Doing any kind of social change work requires a certain level of optimism. It’s often hard to find reasons for it, and even hard to maintain those reasons when things get worse, or when it never stays good for very long. Optimism is not innate to my personality, but it has become essential to my activist life.
Two years ago, I attended a three day long training for Jewish educators with Keshet, a Boston based organization that works for the inclusion of LGBTQ Jews is all aspects of Jewish life. It was truly a restorative experience for me, to see folks from so many different Jewish organizations being challenged and given impactful tools to challenge others. The fact that I was encouraged to attend the training by Hillel was a source of great relief and pride for the organization I have worked for for years.

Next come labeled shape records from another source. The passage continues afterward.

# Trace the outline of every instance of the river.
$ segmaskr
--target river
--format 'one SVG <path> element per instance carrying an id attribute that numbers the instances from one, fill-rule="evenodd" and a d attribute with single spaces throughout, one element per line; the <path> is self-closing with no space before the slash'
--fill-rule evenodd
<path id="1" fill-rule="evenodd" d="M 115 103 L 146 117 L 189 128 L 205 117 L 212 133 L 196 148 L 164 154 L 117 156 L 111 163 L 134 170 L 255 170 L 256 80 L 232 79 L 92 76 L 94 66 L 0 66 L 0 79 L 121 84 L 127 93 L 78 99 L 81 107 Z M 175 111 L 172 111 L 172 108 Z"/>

There are a lot of reasons to feel positive about change in the Jewish community: The ordination of gay and lesbian rabbis, the establishment of robust Jewish feminist spaces, the creation of new ritual, the funding and nurturing of organizations that work for real inclusion. The question remains as to the depth of the change we will be able to make, and what the cost of addressing change on a level of pure lip service will be. It’s not simply a matter of giving folks permission, of tolerance (oh, how I hate that word), it’s about changing a culture. We have to bring what is considered marginal into the mainstream, to take this as seriously as the charge to learn Torah, defend Israel and grow ourselves as a people.
The potential for change, when we are empowered to ask honest and provocative questions about the present and future state of our
communties, is truly stupendous. We have to be optimistic enough to believe that such a thing is possible.